Kiswah diproduksi di King Abdulaziz Complex, sebuah kompleks yang didirikan oleh Raja Abdulaziz sejak tahun 1927. Lokasinya berada di Distrik Umm Al-Jud, sekitar 17 kilometer sebelah barat dari pusat Kota Makkah.
Kompleks ini bukan hanya tempat produksi Kiswah, tetapi juga menjadi destinasi wisata sejarah yang memperlihatkan evolusi Kiswah dari masa ke masa, termasuk proses pembuatan kainnya yang indah dan mewah. Permadani ini dihiasi dengan guratan ayat-ayat suci Al-Qur’an dan dirancang dengan teknik tingkat tinggi.

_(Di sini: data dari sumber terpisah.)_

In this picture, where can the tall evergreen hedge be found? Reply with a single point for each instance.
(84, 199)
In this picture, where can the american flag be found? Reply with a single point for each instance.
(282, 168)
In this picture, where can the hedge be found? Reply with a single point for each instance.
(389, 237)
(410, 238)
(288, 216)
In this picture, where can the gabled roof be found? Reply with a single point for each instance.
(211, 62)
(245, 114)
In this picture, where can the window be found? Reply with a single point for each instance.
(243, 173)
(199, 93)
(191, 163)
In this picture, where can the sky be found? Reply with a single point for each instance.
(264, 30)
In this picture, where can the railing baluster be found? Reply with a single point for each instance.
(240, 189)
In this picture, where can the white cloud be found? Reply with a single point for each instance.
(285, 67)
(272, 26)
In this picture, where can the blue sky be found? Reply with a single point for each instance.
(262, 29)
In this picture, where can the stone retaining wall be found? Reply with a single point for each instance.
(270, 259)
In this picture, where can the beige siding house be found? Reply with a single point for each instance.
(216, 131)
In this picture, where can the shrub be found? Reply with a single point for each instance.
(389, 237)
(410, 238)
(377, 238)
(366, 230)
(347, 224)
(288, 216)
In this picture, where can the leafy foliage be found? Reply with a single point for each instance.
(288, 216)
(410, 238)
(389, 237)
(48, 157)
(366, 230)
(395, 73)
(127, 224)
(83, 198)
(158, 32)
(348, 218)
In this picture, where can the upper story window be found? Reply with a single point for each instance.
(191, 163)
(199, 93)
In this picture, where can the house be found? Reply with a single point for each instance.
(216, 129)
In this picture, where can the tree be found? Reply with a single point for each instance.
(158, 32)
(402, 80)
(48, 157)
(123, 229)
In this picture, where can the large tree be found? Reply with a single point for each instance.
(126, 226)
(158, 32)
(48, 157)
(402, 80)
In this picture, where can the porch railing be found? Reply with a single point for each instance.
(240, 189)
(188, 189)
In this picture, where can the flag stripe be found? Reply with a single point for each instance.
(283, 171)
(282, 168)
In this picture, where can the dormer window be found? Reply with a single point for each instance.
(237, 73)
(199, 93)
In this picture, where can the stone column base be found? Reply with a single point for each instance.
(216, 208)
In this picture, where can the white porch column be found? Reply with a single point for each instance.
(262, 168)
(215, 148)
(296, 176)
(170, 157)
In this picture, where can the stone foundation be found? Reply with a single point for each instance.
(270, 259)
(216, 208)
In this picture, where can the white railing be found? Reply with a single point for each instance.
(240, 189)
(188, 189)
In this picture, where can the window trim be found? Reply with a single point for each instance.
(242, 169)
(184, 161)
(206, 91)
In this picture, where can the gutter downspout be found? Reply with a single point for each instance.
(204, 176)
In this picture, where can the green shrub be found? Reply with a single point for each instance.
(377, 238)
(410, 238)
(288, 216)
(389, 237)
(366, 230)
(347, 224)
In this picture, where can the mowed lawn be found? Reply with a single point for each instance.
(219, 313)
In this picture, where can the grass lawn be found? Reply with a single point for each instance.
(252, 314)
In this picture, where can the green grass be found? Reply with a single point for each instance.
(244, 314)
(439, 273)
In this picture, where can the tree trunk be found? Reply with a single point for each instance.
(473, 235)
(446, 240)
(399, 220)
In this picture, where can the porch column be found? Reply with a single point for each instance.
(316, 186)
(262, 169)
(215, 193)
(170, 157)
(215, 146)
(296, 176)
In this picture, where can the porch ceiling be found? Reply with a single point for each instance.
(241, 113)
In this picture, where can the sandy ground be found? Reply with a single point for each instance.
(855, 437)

Produksi Kiswah menggunakan bahan-bahan berkualitas tinggi yang didatangkan langsung dari Jerman, untuk memastikan daya tahan terhadap cuaca ekstrem di Makkah. Setiap tahunnya, Pemerintah Arab Saudi mengalokasikan dana sekitar 25 juta riyal, atau setara Rp108 miliar, untuk memproduksi Kiswah.
Kiswah diganti setiap tahun pada musim haji dan dikerjakan secara manual oleh tangan-tangan terampil, sebagai bentuk penghormatan tinggi terhadap bangunan paling suci dalam Islam.